Tidak menyerang para pemimpin Hamas di Iran tampaknya merupakan salah satu “garis merah” perjanjian diam-diam antara Israel dan Iran. Para pemimpin dan perwakilan Hamas telah beroperasi secara terbuka di Teheran, dan serangan sebelumnya yang dilakukan oleh agen-agen Israel di Iran terutama menargetkan fasilitas nuklir dan ilmuwan nuklir Iran. Selain itu, awal tahun ini, Menteri Penerangan Iran Ismail Khatib mengatakan bahwa jaringan intelijen Mossad di Iran telah dihancurkan, yang menurutnya merupakan "titik balik".

Hagopana, yang memberikan nasihat kebijakan kepada Presiden baru Perzeshkian, mengatakan bahwa setelah "hilangnya" garis merah Iran-Israel, Perzeshkian, seorang reformis dengan sikap diplomatik yang positif, siap mengambil tindakan untuk meredakan ketegangan dengan pihak-pihak terkait dan menghindari situasi ekstrem. Namun, keesokan paginya setelah Pezeshkian resmi menjabat, Haniyeh diserang dan dibunuh di Teheran. Cara mengatasi krisis ini akan menjadi ujian besar pertama yang dihadapi Pezeshkian, yang memiliki sedikit pengalaman dalam pemerintahan.

Khususnya, janji Netanyahu untuk memburu para pemimpin Hamas di seluruh dunia juga memicu kontroversi di kalangan pejabat intelijen Israel. Halevi, mantan direktur Mossad, percaya bahwa “memburu Hamas di seluruh dunia dan mencoba secara sistematis menyingkirkan semua pemimpinnya dari dunia adalah keinginan untuk membalas dendam dan bukan realisasi dari sebuah strategi.”
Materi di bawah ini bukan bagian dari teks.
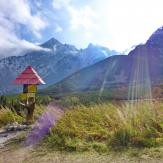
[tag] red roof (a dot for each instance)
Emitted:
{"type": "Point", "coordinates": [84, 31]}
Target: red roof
{"type": "Point", "coordinates": [28, 76]}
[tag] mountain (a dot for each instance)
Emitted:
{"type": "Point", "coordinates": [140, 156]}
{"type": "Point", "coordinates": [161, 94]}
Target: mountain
{"type": "Point", "coordinates": [134, 73]}
{"type": "Point", "coordinates": [54, 65]}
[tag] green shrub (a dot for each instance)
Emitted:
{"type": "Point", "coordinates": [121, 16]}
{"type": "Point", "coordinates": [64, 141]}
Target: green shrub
{"type": "Point", "coordinates": [103, 126]}
{"type": "Point", "coordinates": [7, 116]}
{"type": "Point", "coordinates": [100, 147]}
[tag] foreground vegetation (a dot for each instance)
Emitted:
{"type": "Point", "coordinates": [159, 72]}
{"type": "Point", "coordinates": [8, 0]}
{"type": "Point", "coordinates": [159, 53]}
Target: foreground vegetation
{"type": "Point", "coordinates": [95, 124]}
{"type": "Point", "coordinates": [105, 127]}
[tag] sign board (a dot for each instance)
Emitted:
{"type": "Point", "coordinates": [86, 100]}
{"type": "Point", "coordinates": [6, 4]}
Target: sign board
{"type": "Point", "coordinates": [23, 96]}
{"type": "Point", "coordinates": [31, 95]}
{"type": "Point", "coordinates": [32, 88]}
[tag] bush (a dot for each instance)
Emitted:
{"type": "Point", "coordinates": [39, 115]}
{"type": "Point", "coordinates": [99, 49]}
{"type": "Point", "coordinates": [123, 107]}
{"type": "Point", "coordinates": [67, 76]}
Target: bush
{"type": "Point", "coordinates": [8, 116]}
{"type": "Point", "coordinates": [103, 126]}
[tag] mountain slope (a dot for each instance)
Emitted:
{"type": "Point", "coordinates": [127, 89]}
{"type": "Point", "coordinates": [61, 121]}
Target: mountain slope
{"type": "Point", "coordinates": [143, 66]}
{"type": "Point", "coordinates": [54, 65]}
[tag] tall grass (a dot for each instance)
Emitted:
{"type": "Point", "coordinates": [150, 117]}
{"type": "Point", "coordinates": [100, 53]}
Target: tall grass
{"type": "Point", "coordinates": [108, 126]}
{"type": "Point", "coordinates": [7, 116]}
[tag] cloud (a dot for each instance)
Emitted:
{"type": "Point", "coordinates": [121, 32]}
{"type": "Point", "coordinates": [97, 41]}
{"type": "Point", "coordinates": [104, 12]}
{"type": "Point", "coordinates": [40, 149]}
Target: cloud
{"type": "Point", "coordinates": [58, 4]}
{"type": "Point", "coordinates": [10, 45]}
{"type": "Point", "coordinates": [58, 29]}
{"type": "Point", "coordinates": [81, 18]}
{"type": "Point", "coordinates": [14, 14]}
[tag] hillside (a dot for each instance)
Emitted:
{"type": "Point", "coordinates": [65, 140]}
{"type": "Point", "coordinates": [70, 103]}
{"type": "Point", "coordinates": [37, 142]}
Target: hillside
{"type": "Point", "coordinates": [134, 73]}
{"type": "Point", "coordinates": [54, 65]}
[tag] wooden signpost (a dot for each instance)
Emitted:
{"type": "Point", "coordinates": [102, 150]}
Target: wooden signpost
{"type": "Point", "coordinates": [29, 79]}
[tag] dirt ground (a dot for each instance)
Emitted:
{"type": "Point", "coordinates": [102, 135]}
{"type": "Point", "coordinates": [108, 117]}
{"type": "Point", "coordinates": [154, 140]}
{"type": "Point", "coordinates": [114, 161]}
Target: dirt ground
{"type": "Point", "coordinates": [23, 154]}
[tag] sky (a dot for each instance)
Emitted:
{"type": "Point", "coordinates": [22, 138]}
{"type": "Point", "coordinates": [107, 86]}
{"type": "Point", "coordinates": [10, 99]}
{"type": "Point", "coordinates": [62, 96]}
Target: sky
{"type": "Point", "coordinates": [116, 24]}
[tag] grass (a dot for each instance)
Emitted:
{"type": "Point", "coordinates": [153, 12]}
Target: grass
{"type": "Point", "coordinates": [105, 127]}
{"type": "Point", "coordinates": [7, 116]}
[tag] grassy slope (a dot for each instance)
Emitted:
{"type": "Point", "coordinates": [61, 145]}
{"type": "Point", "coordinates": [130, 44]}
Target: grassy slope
{"type": "Point", "coordinates": [102, 127]}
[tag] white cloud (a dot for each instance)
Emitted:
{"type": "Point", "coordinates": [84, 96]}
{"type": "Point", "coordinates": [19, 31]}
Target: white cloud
{"type": "Point", "coordinates": [58, 29]}
{"type": "Point", "coordinates": [12, 14]}
{"type": "Point", "coordinates": [10, 45]}
{"type": "Point", "coordinates": [81, 18]}
{"type": "Point", "coordinates": [58, 4]}
{"type": "Point", "coordinates": [18, 11]}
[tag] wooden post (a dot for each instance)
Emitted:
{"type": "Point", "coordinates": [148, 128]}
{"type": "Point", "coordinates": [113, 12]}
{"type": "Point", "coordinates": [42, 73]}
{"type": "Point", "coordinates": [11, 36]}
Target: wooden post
{"type": "Point", "coordinates": [29, 79]}
{"type": "Point", "coordinates": [28, 101]}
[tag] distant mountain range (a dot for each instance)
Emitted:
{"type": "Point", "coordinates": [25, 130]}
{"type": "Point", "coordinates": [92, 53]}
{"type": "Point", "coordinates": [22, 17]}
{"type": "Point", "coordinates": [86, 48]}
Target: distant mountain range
{"type": "Point", "coordinates": [53, 66]}
{"type": "Point", "coordinates": [135, 72]}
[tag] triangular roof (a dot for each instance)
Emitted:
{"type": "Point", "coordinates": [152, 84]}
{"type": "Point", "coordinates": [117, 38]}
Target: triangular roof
{"type": "Point", "coordinates": [28, 76]}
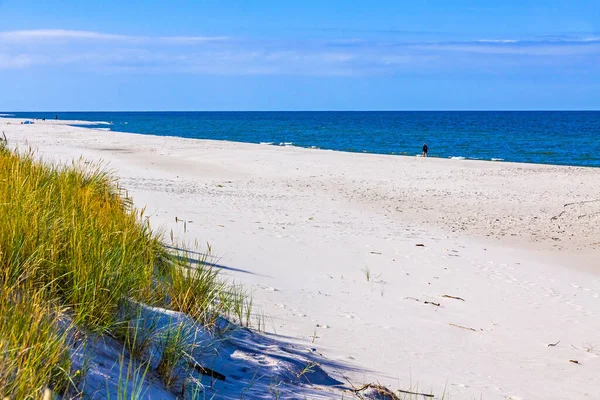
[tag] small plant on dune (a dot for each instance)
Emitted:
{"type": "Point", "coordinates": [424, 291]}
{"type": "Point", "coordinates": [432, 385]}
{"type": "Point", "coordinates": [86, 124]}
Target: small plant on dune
{"type": "Point", "coordinates": [33, 351]}
{"type": "Point", "coordinates": [130, 384]}
{"type": "Point", "coordinates": [175, 347]}
{"type": "Point", "coordinates": [71, 242]}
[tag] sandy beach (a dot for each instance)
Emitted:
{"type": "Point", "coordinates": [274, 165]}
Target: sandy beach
{"type": "Point", "coordinates": [449, 276]}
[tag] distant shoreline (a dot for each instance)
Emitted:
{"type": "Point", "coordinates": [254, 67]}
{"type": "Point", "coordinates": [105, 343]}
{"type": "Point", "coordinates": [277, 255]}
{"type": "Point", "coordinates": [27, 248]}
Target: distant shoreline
{"type": "Point", "coordinates": [449, 136]}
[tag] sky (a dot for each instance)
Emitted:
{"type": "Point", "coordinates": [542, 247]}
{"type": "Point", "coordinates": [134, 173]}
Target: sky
{"type": "Point", "coordinates": [116, 55]}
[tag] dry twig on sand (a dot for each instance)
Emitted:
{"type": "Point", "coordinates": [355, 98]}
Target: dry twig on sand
{"type": "Point", "coordinates": [453, 297]}
{"type": "Point", "coordinates": [463, 327]}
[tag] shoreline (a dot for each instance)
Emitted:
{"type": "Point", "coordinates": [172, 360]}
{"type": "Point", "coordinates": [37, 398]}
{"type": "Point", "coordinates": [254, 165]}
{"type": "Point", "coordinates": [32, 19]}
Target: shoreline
{"type": "Point", "coordinates": [80, 123]}
{"type": "Point", "coordinates": [330, 239]}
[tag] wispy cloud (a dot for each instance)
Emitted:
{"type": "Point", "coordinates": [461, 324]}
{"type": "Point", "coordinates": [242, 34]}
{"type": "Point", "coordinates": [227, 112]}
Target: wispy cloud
{"type": "Point", "coordinates": [97, 51]}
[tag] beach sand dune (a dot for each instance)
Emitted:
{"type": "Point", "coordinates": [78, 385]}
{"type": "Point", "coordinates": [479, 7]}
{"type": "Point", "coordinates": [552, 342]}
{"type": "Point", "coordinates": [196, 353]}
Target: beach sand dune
{"type": "Point", "coordinates": [446, 275]}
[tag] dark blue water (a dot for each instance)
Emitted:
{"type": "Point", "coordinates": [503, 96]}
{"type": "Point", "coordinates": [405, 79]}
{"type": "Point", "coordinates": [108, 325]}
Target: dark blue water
{"type": "Point", "coordinates": [548, 137]}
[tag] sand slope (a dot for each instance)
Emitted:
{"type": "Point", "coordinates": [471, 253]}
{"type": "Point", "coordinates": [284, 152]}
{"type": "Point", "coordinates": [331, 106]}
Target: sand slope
{"type": "Point", "coordinates": [518, 243]}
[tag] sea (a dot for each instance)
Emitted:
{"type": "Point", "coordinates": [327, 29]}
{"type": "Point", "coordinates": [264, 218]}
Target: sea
{"type": "Point", "coordinates": [544, 137]}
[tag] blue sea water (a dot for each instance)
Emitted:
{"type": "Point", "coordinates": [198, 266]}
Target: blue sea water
{"type": "Point", "coordinates": [548, 137]}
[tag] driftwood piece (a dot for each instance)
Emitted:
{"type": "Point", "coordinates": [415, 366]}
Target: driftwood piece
{"type": "Point", "coordinates": [421, 301]}
{"type": "Point", "coordinates": [207, 371]}
{"type": "Point", "coordinates": [453, 297]}
{"type": "Point", "coordinates": [463, 327]}
{"type": "Point", "coordinates": [417, 393]}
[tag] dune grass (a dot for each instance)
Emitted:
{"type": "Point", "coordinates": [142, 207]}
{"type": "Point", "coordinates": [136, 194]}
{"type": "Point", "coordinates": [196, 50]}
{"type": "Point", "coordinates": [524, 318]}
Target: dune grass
{"type": "Point", "coordinates": [72, 245]}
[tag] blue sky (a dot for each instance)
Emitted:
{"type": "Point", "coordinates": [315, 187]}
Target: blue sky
{"type": "Point", "coordinates": [303, 55]}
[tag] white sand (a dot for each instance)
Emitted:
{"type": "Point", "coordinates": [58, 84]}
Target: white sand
{"type": "Point", "coordinates": [300, 227]}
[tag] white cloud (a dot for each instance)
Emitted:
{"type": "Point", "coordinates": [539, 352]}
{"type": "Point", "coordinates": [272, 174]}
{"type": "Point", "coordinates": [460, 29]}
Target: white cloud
{"type": "Point", "coordinates": [96, 51]}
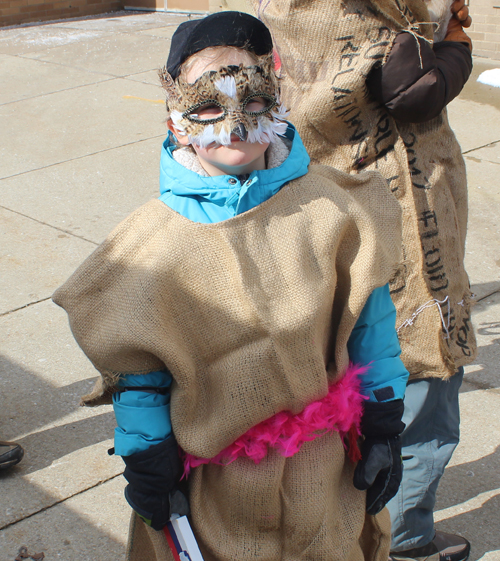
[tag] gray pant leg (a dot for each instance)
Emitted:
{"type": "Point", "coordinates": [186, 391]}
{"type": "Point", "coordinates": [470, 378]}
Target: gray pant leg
{"type": "Point", "coordinates": [431, 435]}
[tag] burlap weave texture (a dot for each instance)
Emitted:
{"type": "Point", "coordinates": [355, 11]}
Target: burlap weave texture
{"type": "Point", "coordinates": [284, 509]}
{"type": "Point", "coordinates": [251, 315]}
{"type": "Point", "coordinates": [327, 49]}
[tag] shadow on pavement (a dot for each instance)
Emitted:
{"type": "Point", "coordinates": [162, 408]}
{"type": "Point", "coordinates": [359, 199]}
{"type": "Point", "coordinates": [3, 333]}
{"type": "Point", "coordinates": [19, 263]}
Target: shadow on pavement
{"type": "Point", "coordinates": [465, 482]}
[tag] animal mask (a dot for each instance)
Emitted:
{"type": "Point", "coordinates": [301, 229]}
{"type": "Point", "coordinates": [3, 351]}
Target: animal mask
{"type": "Point", "coordinates": [241, 100]}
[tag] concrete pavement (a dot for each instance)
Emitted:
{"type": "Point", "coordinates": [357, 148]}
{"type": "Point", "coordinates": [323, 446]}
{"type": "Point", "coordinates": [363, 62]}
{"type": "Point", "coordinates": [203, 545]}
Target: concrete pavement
{"type": "Point", "coordinates": [81, 118]}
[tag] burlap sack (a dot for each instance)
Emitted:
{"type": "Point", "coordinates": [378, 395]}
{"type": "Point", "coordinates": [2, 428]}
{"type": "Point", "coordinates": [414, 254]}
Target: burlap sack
{"type": "Point", "coordinates": [327, 48]}
{"type": "Point", "coordinates": [252, 316]}
{"type": "Point", "coordinates": [304, 507]}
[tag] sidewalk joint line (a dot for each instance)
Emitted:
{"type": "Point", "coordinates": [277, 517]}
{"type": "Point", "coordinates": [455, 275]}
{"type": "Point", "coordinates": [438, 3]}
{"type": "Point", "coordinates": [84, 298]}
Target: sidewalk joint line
{"type": "Point", "coordinates": [25, 306]}
{"type": "Point", "coordinates": [49, 225]}
{"type": "Point", "coordinates": [59, 91]}
{"type": "Point", "coordinates": [60, 501]}
{"type": "Point", "coordinates": [479, 147]}
{"type": "Point", "coordinates": [81, 157]}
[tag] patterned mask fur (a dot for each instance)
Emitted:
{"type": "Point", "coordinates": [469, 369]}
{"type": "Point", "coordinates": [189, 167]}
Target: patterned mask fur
{"type": "Point", "coordinates": [241, 100]}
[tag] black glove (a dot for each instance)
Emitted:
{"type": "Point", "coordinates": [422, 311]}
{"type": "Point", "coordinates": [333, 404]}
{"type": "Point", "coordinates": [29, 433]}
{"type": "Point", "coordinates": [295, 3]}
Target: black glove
{"type": "Point", "coordinates": [380, 469]}
{"type": "Point", "coordinates": [154, 490]}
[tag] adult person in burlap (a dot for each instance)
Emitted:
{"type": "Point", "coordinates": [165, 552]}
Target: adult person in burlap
{"type": "Point", "coordinates": [224, 315]}
{"type": "Point", "coordinates": [367, 90]}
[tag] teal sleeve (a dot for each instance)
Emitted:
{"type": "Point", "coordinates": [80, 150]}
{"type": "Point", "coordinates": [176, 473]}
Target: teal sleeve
{"type": "Point", "coordinates": [143, 418]}
{"type": "Point", "coordinates": [374, 343]}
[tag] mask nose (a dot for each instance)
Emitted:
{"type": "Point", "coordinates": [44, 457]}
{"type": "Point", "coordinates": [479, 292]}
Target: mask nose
{"type": "Point", "coordinates": [240, 131]}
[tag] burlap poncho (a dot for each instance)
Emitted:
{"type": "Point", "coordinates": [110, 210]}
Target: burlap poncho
{"type": "Point", "coordinates": [252, 316]}
{"type": "Point", "coordinates": [327, 48]}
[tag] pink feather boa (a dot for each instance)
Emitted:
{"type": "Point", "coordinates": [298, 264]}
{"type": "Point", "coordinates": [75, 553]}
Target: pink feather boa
{"type": "Point", "coordinates": [340, 410]}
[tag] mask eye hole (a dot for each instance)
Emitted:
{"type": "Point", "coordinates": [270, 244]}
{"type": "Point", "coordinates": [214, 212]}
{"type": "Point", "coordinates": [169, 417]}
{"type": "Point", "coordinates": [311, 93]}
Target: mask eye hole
{"type": "Point", "coordinates": [258, 104]}
{"type": "Point", "coordinates": [207, 112]}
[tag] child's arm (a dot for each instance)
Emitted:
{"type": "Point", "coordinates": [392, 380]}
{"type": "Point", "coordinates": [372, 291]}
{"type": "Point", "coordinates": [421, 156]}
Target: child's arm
{"type": "Point", "coordinates": [142, 415]}
{"type": "Point", "coordinates": [145, 441]}
{"type": "Point", "coordinates": [418, 80]}
{"type": "Point", "coordinates": [374, 342]}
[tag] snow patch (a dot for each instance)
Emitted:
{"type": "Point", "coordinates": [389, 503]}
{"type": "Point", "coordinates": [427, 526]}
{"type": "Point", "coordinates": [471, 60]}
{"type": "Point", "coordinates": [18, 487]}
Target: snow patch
{"type": "Point", "coordinates": [490, 77]}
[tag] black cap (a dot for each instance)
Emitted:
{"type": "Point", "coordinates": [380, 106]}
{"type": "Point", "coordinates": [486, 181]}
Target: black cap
{"type": "Point", "coordinates": [231, 29]}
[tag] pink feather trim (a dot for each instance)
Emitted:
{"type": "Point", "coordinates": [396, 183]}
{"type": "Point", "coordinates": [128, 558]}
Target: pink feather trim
{"type": "Point", "coordinates": [340, 410]}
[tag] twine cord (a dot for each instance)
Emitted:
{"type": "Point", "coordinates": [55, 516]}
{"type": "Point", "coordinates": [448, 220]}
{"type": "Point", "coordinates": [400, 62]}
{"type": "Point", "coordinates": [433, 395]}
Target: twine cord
{"type": "Point", "coordinates": [430, 304]}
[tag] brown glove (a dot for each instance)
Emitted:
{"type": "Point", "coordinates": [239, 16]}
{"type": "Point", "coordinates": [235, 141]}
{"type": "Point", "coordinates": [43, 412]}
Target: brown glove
{"type": "Point", "coordinates": [459, 20]}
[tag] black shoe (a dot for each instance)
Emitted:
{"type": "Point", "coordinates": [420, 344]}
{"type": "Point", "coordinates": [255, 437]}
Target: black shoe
{"type": "Point", "coordinates": [10, 454]}
{"type": "Point", "coordinates": [444, 547]}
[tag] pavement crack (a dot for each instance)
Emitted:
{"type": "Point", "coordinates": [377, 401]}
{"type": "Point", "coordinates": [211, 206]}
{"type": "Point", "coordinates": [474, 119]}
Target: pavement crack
{"type": "Point", "coordinates": [25, 306]}
{"type": "Point", "coordinates": [43, 509]}
{"type": "Point", "coordinates": [110, 78]}
{"type": "Point", "coordinates": [479, 147]}
{"type": "Point", "coordinates": [69, 232]}
{"type": "Point", "coordinates": [81, 157]}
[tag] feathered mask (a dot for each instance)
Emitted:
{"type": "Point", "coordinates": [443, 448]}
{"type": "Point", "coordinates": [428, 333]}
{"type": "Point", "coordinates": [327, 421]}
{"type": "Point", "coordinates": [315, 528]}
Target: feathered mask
{"type": "Point", "coordinates": [240, 100]}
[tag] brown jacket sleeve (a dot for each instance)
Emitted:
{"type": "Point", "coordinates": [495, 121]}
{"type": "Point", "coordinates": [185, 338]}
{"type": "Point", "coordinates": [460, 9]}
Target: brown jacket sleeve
{"type": "Point", "coordinates": [418, 80]}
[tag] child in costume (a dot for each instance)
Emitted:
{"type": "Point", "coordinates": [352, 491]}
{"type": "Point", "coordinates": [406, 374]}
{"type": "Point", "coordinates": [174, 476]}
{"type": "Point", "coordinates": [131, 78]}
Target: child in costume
{"type": "Point", "coordinates": [243, 326]}
{"type": "Point", "coordinates": [367, 84]}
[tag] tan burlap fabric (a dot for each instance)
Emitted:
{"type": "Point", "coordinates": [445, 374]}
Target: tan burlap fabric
{"type": "Point", "coordinates": [252, 316]}
{"type": "Point", "coordinates": [304, 507]}
{"type": "Point", "coordinates": [327, 48]}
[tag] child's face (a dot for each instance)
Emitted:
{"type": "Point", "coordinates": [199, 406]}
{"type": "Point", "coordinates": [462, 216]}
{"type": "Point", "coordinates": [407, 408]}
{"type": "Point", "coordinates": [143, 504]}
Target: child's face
{"type": "Point", "coordinates": [240, 156]}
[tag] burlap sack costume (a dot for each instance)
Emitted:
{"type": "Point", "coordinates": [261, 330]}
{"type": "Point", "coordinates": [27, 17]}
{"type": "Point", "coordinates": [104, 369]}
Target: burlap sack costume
{"type": "Point", "coordinates": [252, 316]}
{"type": "Point", "coordinates": [327, 48]}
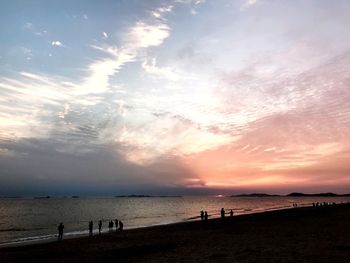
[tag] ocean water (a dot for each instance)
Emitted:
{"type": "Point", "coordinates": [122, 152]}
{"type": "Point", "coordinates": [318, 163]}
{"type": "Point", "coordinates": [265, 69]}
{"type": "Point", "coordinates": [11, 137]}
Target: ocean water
{"type": "Point", "coordinates": [23, 220]}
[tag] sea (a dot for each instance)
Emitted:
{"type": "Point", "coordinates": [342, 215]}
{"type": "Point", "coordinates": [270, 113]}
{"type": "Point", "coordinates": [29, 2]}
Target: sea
{"type": "Point", "coordinates": [25, 220]}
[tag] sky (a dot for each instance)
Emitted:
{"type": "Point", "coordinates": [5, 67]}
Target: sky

Halevi menekankan bahwa membunuh para pemimpin Hamas tidak akan menghilangkan ancaman tersebut, namun mungkin akan membuat marah para pengikut organisasi tersebut dan mempercepat terciptanya ancaman yang lebih serius. Pada akhir abad terakhir, setelah Perdana Menteri Israel Nyonya Meir melancarkan operasi "Wrath of God", jumlah warga Palestina yang bergabung dengan pasukan anti-Israel meningkat secara signifikan.

Pada tahun 1997, tak lama setelah menjadi perdana menteri Israel untuk pertama kalinya, Netanyahu memerintahkan Mossad untuk membunuh Meshal, pendiri Hamas yang tinggal di Yordania. Agen pembunuh ditangkap di tempat, dan Yordania mengancam akan mengakhiri perjanjian damai dengan Israel. Di bawah tekanan Presiden AS saat itu, Clinton, Israel membebaskan lebih dari 70 tahanan Palestina, termasuk pemimpin spiritual Hamas Yassin, sebagai imbalan atas kebebasan agen-agen Israel. Upaya pembunuhan ini menjadi “titik balik” dalam sejarah perkembangan Hamas, yang justru memperkuat kekuatan organisasi tersebut.

Namun, di era baru “perang jarak jauh”, serangan Israel dengan senjata jarak jauh telah meninggalkan penyangga yang lebih besar bagi semua pihak yang terlibat.